Sharawy: Das war ja wohl auch ein Argument des „Verwaltungsrates“ des Auslandssekretariats. Wir hatten ja gehofft, dass der Vorsitzende dieses Verwaltungsrates, Bischof Koch von Dresden, einmal hier her kommt. Aber er stornierte dann seinen Besuch wegen der damals wirklich etwas schwierigen Lage. Andererseits war Erzbischof Schick (Bamberg) zu einem Solidaritätsbesuch im März 2013 bei uns! Dafür sind wir heute noch dankbar. Wenn ein Priester sagt: Ich bleibe bei meinen Schafen, gerade in schwieriger Situation – dann soll er abgezogen werden?! Wenn die Schafe in Bedrängnis sind – bringt man dann zuerst den Hirten in Sicherheit? Obwohl der Leiter des Auslandssekretariats mehrfach in Ägypten war hat er nicht realisiert, was wir brauchen? Schade!
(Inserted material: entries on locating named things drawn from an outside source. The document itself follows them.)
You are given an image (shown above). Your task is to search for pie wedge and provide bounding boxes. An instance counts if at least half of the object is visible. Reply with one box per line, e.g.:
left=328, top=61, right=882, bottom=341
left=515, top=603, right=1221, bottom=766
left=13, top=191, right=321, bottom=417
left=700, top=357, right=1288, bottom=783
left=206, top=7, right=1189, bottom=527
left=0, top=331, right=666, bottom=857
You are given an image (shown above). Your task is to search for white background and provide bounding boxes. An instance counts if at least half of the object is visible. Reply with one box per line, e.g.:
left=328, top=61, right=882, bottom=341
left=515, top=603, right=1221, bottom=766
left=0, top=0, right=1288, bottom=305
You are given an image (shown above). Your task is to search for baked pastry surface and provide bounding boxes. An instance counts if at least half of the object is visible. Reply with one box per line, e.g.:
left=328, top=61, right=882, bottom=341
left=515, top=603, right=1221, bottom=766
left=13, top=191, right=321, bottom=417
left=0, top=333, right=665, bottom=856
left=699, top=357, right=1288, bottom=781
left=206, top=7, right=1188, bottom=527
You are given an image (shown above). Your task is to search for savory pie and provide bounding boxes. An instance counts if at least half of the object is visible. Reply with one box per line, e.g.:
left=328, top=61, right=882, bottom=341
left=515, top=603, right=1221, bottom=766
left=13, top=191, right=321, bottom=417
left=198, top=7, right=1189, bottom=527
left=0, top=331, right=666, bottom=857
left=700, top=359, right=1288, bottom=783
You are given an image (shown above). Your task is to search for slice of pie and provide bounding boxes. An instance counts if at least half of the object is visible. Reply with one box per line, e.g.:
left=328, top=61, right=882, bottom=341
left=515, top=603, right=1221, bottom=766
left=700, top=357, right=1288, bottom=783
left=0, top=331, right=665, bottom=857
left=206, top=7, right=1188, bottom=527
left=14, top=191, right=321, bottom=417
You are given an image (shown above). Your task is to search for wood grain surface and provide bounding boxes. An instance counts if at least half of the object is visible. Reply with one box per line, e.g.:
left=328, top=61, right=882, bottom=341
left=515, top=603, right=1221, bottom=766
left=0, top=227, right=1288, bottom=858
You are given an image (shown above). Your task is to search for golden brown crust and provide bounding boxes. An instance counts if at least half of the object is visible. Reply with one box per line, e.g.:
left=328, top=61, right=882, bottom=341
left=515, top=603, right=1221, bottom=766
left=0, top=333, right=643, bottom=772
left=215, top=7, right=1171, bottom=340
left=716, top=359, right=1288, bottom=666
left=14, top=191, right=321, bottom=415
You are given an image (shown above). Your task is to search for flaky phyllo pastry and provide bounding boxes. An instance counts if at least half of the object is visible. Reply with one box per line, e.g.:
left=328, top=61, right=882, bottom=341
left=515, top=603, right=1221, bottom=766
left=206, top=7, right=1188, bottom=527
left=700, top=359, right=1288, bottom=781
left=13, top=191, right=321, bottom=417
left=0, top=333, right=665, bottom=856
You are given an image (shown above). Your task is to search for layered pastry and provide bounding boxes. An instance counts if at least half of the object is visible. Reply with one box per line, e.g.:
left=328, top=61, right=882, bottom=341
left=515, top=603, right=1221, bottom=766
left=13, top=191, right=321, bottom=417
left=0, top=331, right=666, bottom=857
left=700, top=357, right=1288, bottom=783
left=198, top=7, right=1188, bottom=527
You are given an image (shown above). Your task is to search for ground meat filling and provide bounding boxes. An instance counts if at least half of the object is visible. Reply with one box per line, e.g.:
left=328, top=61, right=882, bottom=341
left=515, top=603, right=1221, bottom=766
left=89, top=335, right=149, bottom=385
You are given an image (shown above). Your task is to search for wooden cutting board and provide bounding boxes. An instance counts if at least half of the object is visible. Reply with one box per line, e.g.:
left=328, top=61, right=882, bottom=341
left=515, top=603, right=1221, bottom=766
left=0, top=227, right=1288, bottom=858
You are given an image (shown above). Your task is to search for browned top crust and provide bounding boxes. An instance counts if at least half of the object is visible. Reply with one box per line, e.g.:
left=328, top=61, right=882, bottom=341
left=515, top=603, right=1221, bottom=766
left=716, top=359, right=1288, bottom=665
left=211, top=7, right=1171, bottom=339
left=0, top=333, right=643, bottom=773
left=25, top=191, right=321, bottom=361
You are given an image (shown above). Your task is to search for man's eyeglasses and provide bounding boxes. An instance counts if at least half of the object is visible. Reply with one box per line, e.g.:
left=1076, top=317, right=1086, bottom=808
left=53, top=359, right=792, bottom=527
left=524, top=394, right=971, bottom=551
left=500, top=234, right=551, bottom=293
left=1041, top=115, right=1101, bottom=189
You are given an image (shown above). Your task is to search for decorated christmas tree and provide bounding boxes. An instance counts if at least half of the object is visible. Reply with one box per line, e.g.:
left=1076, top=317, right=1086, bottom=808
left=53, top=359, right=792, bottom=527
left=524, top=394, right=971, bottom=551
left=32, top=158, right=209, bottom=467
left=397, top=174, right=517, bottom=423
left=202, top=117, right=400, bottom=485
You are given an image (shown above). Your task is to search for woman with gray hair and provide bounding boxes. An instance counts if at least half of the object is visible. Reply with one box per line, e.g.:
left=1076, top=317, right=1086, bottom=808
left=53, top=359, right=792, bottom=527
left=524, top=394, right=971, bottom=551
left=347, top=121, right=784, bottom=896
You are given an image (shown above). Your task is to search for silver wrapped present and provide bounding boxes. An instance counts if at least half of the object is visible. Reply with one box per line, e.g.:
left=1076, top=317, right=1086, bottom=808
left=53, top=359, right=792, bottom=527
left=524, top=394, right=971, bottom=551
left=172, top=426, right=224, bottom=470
kath.net: Glauben Sie, dass alle Aktionen der Markusgemeinde einen Erfolg haben werden?

Sharawy: Man ist auf uns aufmerksam geworden. Kardinal Marx hat uns geschrieben – wenn auch mit einem eher diplomatisch-zurückhaltenden Brief. Er schrieb, man überprüfe, wie Seelsorge in Nordafrika und dem Nahen Osten neu gestaltet werden soll. Wir wurden bisher in diesen Prozess nicht eingebunden. Nachdem auch Bischof Koch das Gesprächsangebot von Msgr. Schroedel mehrfach abschlägig beschieden hatte, haben wir nicht sehr viel Hoffung. Es wird irgendetwas entschieden, die Akteure vor Ort, unser ehemaliger Pfarrer Schroedel – niemand wird wohl einbezogen.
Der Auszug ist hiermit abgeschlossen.